La prime exceptionnelle de pouvoir d’achat est adaptée à la crise actuelle

Les entreprises pourront verser jusqu’à 2 000 € exonérés de cotisations sociales et non imposables.

Depuis le début de l’année, les entreprises peuvent octroyer à leurs salariés une prime exceptionnelle de pouvoir d’achat exonérée de cotisations sociales, salariales et patronales, et d’impôt sur le revenu.

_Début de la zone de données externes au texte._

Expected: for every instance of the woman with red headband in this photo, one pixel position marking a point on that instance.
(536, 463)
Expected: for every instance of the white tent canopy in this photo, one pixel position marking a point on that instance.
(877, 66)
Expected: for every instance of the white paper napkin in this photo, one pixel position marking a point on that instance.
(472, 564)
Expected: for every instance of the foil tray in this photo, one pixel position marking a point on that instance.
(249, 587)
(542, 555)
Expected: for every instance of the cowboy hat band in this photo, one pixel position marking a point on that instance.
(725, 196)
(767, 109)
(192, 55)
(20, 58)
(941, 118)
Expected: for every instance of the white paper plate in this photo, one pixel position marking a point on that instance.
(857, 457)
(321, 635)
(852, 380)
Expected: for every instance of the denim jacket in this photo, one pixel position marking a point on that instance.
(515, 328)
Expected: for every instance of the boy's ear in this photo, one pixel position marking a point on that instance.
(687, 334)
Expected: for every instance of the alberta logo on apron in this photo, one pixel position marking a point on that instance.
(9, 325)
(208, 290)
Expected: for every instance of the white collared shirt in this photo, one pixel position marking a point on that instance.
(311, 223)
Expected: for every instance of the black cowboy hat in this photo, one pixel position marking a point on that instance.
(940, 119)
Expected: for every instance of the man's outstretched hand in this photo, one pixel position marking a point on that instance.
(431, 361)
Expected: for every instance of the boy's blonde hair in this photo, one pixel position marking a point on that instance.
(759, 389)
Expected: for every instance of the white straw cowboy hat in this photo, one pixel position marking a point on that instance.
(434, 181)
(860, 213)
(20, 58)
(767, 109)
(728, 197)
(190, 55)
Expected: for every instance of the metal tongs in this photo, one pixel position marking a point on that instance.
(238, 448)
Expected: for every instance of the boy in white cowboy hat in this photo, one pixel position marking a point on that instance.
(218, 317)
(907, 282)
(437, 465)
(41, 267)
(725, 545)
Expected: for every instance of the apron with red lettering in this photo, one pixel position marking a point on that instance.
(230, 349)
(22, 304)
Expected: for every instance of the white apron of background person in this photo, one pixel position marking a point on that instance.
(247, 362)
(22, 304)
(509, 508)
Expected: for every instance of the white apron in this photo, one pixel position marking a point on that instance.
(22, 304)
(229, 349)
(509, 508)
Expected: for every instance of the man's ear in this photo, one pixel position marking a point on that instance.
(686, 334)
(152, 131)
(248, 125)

Au vu des circonstances actuelles, le gouvernement a décidé d’assouplir les modalités d’attribution et de versement de cette prime à compter du 2 avril 2020.

Ce qui change :

Initialement, seules les primes versées par des entreprises disposant d’un accord d’intéressement bénéficiaient des avantages sociaux et fiscaux. Or désormais, la prime est exonérée de cotisations sociales et d’impôt sur le revenu :

– dans la limite de 1 000 € par salarié pour les entreprises qui ne sont pas couvertes par un accord d’intéressement ;

– de 2 000 € par salarié pour celles qui sont dotées d’un accord d’intéressement à la date de versement de la prime.

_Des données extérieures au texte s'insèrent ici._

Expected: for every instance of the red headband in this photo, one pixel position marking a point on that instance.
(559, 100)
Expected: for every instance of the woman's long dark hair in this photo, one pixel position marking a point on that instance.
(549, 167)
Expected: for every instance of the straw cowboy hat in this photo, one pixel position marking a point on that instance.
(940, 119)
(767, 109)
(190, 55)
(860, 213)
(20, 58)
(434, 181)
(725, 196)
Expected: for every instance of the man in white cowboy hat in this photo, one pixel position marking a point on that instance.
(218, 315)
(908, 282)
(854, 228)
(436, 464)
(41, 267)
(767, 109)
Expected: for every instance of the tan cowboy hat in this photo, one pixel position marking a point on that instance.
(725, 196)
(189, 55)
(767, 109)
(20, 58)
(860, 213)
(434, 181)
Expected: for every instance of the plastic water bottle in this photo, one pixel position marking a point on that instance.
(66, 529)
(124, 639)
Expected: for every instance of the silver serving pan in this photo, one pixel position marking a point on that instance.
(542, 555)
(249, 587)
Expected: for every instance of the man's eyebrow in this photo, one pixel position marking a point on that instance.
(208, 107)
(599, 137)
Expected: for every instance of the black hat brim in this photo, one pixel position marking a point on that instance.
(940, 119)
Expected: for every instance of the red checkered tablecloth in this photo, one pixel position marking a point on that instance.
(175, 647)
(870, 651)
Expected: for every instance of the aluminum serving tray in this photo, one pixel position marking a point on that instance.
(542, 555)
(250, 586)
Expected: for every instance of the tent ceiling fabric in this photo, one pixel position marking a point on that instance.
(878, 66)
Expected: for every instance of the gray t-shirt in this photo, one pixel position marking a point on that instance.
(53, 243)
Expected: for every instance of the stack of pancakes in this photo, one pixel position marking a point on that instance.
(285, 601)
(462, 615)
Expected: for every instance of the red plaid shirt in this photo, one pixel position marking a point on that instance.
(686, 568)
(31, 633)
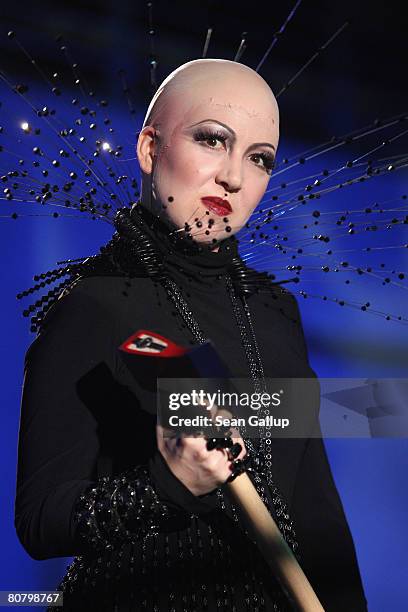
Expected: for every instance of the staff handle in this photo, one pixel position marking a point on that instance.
(272, 545)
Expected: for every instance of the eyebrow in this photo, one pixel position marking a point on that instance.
(256, 144)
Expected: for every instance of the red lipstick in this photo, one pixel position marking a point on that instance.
(217, 205)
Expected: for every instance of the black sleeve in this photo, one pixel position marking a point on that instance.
(326, 546)
(327, 551)
(61, 508)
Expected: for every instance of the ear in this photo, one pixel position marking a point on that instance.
(145, 148)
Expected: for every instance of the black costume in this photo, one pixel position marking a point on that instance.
(92, 484)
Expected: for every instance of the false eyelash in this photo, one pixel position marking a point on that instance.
(267, 158)
(206, 134)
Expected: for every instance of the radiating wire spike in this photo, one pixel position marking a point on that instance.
(207, 42)
(241, 48)
(153, 62)
(126, 91)
(312, 59)
(277, 35)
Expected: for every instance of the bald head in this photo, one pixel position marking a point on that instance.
(203, 79)
(211, 131)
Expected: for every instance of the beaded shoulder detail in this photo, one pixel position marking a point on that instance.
(112, 511)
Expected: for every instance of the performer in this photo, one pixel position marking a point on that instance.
(148, 518)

Précision : les entreprises peuvent verser des primes supérieures à 1 000 et 2 000 €, mais la part qui dépasse ces montants est alors soumise à cotisations sociales et est imposable.

Précision importante : Jusqu’à présent, le montant de la prime pouvait varier entre les salariés selon notamment le montant de leur rémunération, leur durée de travail ou encore leur durée de présence dans l’entreprise. Dorénavant, il peut également être différent selon les conditions de travail des salariés liées à l’épidémie de Covid-19. 

De plus, la prime bénéficie aux salariés liés à l’entreprise par un contrat de travail ainsi qu’aux intérimaires mis à disposition de l’entreprise à la date de son versement, à la date de dépôt de l’accord d’intéressement auprès de la Dirrecte ou à la date de la signature de la décision unilatérale de l’employeur mettant en place la prime.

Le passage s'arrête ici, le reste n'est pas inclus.